Gelet op het vorenstaande zal de vordering van de benadeelde partij worden toegewezen tot een bedrag van € 549,50, met dien verstande, dat indien de mededader van verdachte dit bedrag of een gedeelte daarvan heeft betaald, de verdachte in zoverre is of zal zijn bevrijd.
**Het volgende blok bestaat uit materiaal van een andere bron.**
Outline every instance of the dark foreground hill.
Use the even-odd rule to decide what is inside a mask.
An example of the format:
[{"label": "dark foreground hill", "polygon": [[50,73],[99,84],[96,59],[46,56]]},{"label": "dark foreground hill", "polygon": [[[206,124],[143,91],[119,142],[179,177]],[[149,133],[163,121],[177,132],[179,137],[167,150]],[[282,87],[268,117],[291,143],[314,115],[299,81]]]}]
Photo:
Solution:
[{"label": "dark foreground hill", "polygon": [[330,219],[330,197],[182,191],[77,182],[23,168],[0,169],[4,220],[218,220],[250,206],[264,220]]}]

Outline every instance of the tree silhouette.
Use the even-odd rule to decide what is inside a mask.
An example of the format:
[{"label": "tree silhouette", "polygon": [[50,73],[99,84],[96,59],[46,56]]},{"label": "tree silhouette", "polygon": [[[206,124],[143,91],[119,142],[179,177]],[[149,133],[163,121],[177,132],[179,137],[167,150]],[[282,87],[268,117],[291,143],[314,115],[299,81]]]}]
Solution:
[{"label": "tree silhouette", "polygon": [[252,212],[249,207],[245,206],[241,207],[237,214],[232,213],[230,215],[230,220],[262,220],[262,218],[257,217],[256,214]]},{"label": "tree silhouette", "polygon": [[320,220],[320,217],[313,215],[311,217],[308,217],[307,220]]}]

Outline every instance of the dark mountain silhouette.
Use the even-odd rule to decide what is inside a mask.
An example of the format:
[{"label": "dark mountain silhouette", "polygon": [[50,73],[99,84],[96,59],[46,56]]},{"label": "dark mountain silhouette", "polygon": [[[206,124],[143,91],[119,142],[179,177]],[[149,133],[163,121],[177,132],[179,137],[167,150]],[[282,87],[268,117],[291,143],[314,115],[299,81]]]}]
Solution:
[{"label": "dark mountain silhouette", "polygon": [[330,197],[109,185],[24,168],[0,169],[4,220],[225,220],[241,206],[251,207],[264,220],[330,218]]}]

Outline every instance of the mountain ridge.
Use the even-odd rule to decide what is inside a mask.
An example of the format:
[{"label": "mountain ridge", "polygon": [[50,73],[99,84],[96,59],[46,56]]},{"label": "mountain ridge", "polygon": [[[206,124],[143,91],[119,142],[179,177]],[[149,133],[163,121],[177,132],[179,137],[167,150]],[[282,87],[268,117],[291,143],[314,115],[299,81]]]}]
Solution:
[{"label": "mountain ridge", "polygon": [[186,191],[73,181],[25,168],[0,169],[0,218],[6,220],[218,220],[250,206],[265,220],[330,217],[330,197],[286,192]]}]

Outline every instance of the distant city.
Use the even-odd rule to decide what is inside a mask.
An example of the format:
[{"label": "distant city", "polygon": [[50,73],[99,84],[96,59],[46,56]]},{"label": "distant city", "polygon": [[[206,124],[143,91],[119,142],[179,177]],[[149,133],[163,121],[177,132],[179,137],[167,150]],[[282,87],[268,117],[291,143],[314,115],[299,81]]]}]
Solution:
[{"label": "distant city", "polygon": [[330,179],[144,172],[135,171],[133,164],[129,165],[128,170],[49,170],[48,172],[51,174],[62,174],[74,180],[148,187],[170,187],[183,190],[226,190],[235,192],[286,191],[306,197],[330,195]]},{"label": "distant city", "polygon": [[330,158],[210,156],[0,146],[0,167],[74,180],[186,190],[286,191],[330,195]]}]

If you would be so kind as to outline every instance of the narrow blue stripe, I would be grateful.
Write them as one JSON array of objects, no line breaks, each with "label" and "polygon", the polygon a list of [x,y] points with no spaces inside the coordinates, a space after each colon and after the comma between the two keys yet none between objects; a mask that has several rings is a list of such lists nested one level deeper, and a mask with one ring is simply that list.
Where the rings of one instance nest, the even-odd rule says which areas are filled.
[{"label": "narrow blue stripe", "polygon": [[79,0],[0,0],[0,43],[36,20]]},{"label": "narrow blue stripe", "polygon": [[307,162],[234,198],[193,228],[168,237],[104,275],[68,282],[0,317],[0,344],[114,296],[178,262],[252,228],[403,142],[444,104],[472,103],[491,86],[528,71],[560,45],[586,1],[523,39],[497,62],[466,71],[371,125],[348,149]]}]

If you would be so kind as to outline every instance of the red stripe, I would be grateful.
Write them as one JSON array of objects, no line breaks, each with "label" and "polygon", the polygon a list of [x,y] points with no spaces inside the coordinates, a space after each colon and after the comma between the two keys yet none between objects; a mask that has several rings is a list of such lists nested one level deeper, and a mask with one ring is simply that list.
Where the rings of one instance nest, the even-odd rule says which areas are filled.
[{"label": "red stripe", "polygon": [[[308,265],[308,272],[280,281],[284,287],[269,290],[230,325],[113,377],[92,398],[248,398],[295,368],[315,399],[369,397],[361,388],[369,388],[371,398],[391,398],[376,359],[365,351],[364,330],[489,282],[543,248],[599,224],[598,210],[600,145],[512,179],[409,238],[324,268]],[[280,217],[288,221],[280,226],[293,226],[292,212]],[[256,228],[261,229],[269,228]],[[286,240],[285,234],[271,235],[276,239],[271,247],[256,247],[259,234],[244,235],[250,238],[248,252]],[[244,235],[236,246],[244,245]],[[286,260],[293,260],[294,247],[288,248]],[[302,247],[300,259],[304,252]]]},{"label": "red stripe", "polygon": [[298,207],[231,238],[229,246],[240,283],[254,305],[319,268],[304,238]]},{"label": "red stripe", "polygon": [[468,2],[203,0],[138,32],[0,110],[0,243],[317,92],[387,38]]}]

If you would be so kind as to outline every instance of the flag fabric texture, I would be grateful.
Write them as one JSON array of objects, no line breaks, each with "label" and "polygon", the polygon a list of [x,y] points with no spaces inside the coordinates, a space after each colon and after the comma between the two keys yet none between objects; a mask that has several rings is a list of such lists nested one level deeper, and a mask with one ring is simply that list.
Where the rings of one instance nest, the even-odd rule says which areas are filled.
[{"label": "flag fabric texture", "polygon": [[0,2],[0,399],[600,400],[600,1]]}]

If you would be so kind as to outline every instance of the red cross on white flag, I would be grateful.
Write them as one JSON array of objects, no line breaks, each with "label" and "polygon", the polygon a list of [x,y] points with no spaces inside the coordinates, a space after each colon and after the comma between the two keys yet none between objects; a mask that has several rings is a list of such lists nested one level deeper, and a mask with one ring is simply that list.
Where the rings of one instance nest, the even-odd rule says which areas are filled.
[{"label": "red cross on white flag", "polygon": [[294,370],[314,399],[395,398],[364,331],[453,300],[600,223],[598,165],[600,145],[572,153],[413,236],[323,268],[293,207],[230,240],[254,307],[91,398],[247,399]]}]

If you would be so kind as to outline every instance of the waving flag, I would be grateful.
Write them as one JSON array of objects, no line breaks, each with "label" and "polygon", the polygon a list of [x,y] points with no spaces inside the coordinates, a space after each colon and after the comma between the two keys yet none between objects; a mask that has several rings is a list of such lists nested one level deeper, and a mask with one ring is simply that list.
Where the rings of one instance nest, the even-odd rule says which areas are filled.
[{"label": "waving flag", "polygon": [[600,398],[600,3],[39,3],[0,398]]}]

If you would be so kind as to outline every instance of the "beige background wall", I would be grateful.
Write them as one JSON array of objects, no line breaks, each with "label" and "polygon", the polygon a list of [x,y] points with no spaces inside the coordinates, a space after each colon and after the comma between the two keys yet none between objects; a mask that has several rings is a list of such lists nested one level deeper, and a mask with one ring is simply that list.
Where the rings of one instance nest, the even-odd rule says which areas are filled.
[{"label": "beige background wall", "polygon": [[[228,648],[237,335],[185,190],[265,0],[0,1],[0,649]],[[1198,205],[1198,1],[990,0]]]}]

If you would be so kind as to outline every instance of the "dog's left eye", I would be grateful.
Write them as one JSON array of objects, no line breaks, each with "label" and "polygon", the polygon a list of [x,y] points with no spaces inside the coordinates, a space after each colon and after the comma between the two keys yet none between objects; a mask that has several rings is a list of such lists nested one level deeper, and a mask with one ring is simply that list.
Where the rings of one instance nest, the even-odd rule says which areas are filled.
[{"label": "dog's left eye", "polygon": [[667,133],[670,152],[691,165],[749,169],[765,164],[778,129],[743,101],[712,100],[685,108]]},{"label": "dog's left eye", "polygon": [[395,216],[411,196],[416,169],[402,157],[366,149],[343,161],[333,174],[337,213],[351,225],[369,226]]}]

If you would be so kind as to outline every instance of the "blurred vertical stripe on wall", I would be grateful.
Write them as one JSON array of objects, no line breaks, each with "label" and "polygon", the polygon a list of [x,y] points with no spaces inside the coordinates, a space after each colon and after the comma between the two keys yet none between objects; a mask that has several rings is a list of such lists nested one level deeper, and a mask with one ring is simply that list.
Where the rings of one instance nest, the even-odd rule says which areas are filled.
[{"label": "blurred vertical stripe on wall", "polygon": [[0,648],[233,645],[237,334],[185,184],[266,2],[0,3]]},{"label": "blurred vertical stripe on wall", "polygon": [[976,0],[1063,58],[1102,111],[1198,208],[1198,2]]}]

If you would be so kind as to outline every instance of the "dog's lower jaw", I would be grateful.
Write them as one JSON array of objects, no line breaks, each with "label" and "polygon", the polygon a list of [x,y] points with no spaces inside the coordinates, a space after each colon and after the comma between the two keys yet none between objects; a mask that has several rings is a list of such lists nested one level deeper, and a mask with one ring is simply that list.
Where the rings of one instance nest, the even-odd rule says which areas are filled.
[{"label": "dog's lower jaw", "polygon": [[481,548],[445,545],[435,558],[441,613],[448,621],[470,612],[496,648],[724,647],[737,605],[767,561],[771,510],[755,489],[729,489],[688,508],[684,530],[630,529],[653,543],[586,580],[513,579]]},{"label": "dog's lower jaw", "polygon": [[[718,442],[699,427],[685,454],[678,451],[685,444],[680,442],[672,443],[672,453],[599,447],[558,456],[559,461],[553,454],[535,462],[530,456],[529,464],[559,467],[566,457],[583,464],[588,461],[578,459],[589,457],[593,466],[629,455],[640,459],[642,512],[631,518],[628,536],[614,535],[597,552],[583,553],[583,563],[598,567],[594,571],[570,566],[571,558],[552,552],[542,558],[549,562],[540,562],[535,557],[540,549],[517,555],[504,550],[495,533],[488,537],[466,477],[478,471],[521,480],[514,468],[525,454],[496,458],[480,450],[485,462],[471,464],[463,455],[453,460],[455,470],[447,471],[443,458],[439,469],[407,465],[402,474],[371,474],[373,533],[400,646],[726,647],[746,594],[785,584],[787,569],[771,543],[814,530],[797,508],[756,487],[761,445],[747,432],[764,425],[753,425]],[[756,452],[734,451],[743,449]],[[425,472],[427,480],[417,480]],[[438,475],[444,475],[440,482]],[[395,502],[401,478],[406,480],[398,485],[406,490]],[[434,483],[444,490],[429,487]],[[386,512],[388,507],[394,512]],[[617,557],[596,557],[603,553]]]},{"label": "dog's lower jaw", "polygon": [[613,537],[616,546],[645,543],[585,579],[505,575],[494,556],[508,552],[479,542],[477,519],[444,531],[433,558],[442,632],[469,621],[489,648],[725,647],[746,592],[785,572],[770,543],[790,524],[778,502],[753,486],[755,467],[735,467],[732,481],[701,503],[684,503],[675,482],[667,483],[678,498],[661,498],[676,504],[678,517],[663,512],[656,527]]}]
Het hof bepaalt voorts dat de benadeelde partij en de verdachte ieder de eigen kosten dragen, tot op heden begroot op nihil.
Schadevergoedingsmaatregel
Het hof zal voormeld bedrag tevens toewijzen in de vorm van een schadevergoedings-
maatregel.
Toepassing van wetsartikelen
Het hof heeft gelet op de artikelen 36f, 77a, 77g, 77m, 77n en 141 van het Wetboek van Strafrecht, zoals deze artikelen golden ten tijde van het bewezen verklaarde.
De uitspraak
HET HOF,
RECHT DOENDE OP HET HOGER BEROEP:
vernietigt het vonnis, waarvan beroep, en opnieuw recht doende:
verklaart het verdachte primair ten laste gelegde niet bewezen en spreekt hem daarvan vrij;
verklaart het verdachte subsidiair ten laste gelegde bewezen, kwalificeert dit als hiervoor vermeld en verklaart dit feit en verdachte strafbaar;
verklaart niet bewezen hetgeen aan verdachte als voormeld subsidiair meer of anders is ten laste gelegd dan hierboven als bewezen is aangenomen en spreekt verdachte daarvan vrij;
veroordeelt verdachte [verdachte] tot een taakstraf, bestaande uit een werkstraf, dat wil zeggen: het verrichten van onbetaalde arbeid voor de duur van tachtig uren, indien niet naar behoren verricht te vervangen door veertig dagen jeugddetentie;
beveelt dat de tijd door de veroordeelde vóór de tenuitvoerlegging van deze uitspraak in verzekering doorgebracht, bij de uitvoering van de hiervoor vermelde taakstraf, bestaande uit werkstraf, geheel in mindering zal worden gebracht, berekend naar de maatstaf van twee uren onbetaalde arbeid per dag in verzekering doorgebracht;
wijst toe de vordering van de benadeelde partij, [benadeelde], wonende te [woonplaats], tot een bedrag van vijfhonderdnegenenveertig euro en vijftien cent, met dien verstande, dat indien de mededader van veroordeelde dit bedrag of een gedeelte daarvan heeft betaald, de veroordeelde in zoverre is of zal zijn bevrijd;
verklaart de benadeelde partij voor het overige niet-ontvankelijk in de vordering;
bepaalt dat de benadeelde partij de vordering, voor zover niet toegewezen, slechts bij de burgerlijke rechter kan aanbrengen;
bepaalt dat de benadeelde partij en verdachte ieder de eigen kosten dragen van het geding, tot op heden begroot op nihil;
legt aan verdachte tevens de verplichting op tot betaling aan de Staat van vijfhonderdnegenenveertig euro en vijftien cent ten behoeve van het slachtoffer
[benadeelde], wonende te [woonplaats];
beveelt dat vervangende jeugddetentie voor de duur van tien dagen zal worden toegepast, indien noch volledige betaling noch volledig verhaal van het verschuldigde bedrag volgt, met dien verstande, dat indien de mededader van veroordeelde dit bedrag of een gedeelte daarvan heeft betaald, de veroordeelde in zoverre is of zal zijn bevrijd;
bepaalt dat indien veroordeelde heeft voldaan aan de verplichting tot betaling aan de Staat van bovenvermeld bedrag, de verplichting om te voldoen aan de vordering van de benadeelde partij komt te vervallen, alsmede dat, indien veroordeelde aan de vordering van de benadeelde partij heeft voldaan, de verplichting tot betaling aan de Staat komt te vervallen.
Dit arrest is aldus gewezen door mr. H.J. Deuring, voorzitter, mr. S.H. Wachter en mr. P. Greve, in tegenwoordigheid van J.B. Schwerzel als griffier.